15. A mobile device for wireless networking comprising:

an audio buffer for buffering recent audio data to be processed by the mobile device;

a user input element for receiving a user input from a user to process the recent audio data buffered on the audio buffer; and

a processor connected to the user input element and to the audio buffer, the processor using a speech recognition program for: i. identifying speech data in the recent audio data that corresponds to spoken contact information, ii. extracting the spoken contact information from the speech data, and iii. storing the contact information in a memory storage.

16. A mobile device according to claim 15, further comprising an output module, connected to the processor, for providing a user notification regarding the extracting of the spoken contact information from the recent audio data.

17. A mobile device according to claim 16, wherein the output module includes an audio speaker providing an audio output.

18. A mobile device according to claim 16, wherein the output module includes a vibrator generating a vibrating alert.

19. A mobile device according to claim 15, wherein the user input element is a hardware button on the mobile device.

20. A mobile device according to claim 15, wherein the user input element is a software programmable input element.

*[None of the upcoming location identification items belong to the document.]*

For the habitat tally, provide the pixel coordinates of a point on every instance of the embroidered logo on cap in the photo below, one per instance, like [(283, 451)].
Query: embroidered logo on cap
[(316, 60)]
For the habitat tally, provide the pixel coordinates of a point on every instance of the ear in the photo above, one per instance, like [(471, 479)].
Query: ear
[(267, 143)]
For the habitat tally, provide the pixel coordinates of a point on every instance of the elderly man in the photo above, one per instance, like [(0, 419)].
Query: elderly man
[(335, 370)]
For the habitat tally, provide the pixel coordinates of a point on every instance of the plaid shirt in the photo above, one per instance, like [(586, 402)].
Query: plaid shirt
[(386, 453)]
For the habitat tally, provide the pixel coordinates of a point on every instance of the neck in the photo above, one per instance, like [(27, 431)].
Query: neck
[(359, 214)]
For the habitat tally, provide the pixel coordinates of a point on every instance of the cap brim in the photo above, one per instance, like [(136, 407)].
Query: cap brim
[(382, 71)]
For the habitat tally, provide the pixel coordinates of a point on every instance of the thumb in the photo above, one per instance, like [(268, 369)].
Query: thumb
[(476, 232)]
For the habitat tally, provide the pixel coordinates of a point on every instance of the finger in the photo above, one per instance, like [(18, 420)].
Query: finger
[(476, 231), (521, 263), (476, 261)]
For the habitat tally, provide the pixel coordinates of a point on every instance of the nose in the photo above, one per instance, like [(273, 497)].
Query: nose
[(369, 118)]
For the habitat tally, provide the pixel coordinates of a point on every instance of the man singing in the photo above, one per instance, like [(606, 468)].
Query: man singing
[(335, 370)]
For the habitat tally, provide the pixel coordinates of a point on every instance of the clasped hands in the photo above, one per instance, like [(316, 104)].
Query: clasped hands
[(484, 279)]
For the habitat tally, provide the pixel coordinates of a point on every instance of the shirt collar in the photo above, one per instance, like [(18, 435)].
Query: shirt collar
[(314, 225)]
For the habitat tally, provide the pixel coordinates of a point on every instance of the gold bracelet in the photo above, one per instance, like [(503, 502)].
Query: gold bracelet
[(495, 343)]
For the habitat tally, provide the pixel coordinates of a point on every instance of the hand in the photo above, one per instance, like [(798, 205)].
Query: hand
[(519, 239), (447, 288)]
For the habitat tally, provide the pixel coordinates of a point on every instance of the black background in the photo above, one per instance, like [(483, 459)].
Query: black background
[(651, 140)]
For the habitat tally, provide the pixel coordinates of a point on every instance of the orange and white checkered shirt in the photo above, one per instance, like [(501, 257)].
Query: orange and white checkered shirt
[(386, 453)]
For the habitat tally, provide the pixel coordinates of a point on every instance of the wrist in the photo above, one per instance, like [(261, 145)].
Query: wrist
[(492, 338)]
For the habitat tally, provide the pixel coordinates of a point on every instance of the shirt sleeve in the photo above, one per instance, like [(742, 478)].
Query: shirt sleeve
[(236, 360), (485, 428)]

21. A mobile device according to claim 15, wherein the user input further is configured to input a user request for confirmation of the contact information.

22. A mobile device according to claim 15, wherein the contact information is a telephone number.

23. A computer program product for capturing contact information on a mobile device, the computer program product comprising a tangible storage medium having a computer readable program code thereon, the computer readable program code including

program code for receiving a user input to capture contact information contained in recent audio data processed by the mobile device;

program code for identifying speech in the recent audio data corresponding to the contact information;

program code for using speech recognition to extract the contact information from the identified speech; and

program code for storing the contact information in a mobile device memory storage.

24. A computer program product according to claim 23, further comprising:

program code for providing the extracted contact information to the user; and

program code for receiving a confirmation input from the user that the contact information has been correctly extracted.

25. A computer program product according to claim 23, wherein the extracted contact information is audibly provided to the user for confirmation.

26. A computer program product according to claim 23, wherein the extracted contact information is visually provided to the user for confirmation.

27. A computer program product according to claim 23, wherein the extracted contact information is provided to the user in response to a confirmation request input from the user.

28. A computer program product according to claim 23, wherein the program code for receiving a user input uses a hardware button on the mobile device.

29. A computer program product according to claim 23, wherein the program code for receiving a user input uses a programmable user input element on the mobile device.

30. A computer program product according to claim 23, wherein the program code for extracting the contact information includes program code for outputting to the user a success tone indicating that the contact information has been confidently extracted.

31. A computer program product according to claim 29, wherein the success tone is output when an extraction confidence level exceeds a confidence threshold value.

32. A computer program product according to claim 23, wherein the program code for extracting the contact information includes program code for outputting to the user a warning tone indicating that the contact information may not have been successfully extracted.

33. A computer program product according to claim 31, wherein the warning tone is output when an extraction confidence level fails to reach a confidence threshold value.

34. A computer program product according to claim 23, wherein the contact information includes a telephone number.

35. A computer program product according to claim 34, further comprising:

program code for dialing the telephone number in response to a dialing request from the user.